HUMAN TRIALS: Officials Call for Monitoring Changes
Based on more than a year's worth of hearings nationwide and the recent problems with gene therapy experiments, federal health officials and members of the National Bioethics Advisory Commission Wednesday called for changes in the monitoring of research trials using humans, the New York Times reports. Commission Chair Dr. Harold Shapiro of Princeton University said, "One problem we have heard again and again is that, once an experiment is approved, there is a failure to follow what's going on with the patients. I think there is a growing consensus that something must be done." On Wednesday, the commission heard testimony from NIH and FDA representatives, who discussed scientists' failure to inform federal agencies of "serious adverse effects" involving patients. The NIH revised an earlier figure of 691 serious adverse events for gene therapy trials involving adenovirus to 970 serious adverse events. The NIH also revealed there were 100 other serious adverse events in 100 different gene therapy experiments.
More Changes on the Horizon?
Dr.
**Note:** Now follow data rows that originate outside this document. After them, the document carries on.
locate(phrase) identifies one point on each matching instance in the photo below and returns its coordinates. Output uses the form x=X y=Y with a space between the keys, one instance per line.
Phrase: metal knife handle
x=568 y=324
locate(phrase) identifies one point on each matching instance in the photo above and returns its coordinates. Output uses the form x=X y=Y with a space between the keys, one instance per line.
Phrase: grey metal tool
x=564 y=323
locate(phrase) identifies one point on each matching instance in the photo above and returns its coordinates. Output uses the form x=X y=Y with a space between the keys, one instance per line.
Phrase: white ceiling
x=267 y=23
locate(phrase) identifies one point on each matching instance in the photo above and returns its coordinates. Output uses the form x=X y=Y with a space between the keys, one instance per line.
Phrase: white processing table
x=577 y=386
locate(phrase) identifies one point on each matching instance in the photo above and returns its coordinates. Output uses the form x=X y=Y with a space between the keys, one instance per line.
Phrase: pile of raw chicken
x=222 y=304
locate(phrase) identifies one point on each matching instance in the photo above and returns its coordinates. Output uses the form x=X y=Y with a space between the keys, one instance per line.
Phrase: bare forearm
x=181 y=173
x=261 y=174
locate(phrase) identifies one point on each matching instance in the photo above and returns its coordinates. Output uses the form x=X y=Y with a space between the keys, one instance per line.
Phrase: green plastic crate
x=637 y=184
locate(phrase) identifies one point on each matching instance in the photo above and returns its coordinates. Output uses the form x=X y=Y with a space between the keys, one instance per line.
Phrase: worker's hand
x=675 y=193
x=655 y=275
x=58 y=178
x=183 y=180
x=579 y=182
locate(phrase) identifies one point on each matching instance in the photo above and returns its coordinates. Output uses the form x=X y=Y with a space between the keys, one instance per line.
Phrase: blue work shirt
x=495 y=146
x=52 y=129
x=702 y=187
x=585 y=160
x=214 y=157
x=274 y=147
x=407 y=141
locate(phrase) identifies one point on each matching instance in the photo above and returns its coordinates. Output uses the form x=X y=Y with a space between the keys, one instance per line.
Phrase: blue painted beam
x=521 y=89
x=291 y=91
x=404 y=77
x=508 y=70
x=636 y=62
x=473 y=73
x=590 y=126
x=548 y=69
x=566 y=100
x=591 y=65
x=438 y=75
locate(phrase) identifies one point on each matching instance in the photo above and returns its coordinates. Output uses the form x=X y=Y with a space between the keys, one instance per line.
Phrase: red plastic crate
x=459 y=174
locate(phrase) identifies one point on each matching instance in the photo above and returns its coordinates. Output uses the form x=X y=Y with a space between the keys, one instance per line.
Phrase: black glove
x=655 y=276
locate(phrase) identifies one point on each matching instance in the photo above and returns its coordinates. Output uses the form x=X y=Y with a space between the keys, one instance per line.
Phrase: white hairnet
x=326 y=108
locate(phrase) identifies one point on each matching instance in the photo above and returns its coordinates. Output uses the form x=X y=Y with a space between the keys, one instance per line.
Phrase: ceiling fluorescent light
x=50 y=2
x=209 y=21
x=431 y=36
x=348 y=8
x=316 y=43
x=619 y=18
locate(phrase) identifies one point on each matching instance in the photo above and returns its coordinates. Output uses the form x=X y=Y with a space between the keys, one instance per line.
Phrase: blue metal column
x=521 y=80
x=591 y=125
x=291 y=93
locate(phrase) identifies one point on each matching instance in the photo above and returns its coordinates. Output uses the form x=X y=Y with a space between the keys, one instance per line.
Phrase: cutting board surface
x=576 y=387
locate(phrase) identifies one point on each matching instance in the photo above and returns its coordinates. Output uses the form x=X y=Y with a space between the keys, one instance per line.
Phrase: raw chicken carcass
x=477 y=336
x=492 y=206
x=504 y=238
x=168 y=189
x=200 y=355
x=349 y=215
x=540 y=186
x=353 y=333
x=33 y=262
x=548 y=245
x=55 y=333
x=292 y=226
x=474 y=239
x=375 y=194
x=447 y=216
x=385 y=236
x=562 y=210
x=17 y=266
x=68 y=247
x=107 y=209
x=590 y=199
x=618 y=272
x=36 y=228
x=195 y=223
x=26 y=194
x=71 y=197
Lana Skirboll, director of the Office of Science Policy, said that the research institutes had begun to change procedures to address the problems and HHS soon will announce further changes. Skirboll added that "reporting is important both to understand which types of experiments might be more hazardous, and in building trust that scientists are carefully watching for problems." She said, "This research, we think, is very exciting and may produce huge benefits to human health ultimately. But to get there we have to go through the door of clinical trials with human patients. And we can't go through there if we don't have the patient's trust" (Hilts, 3/2).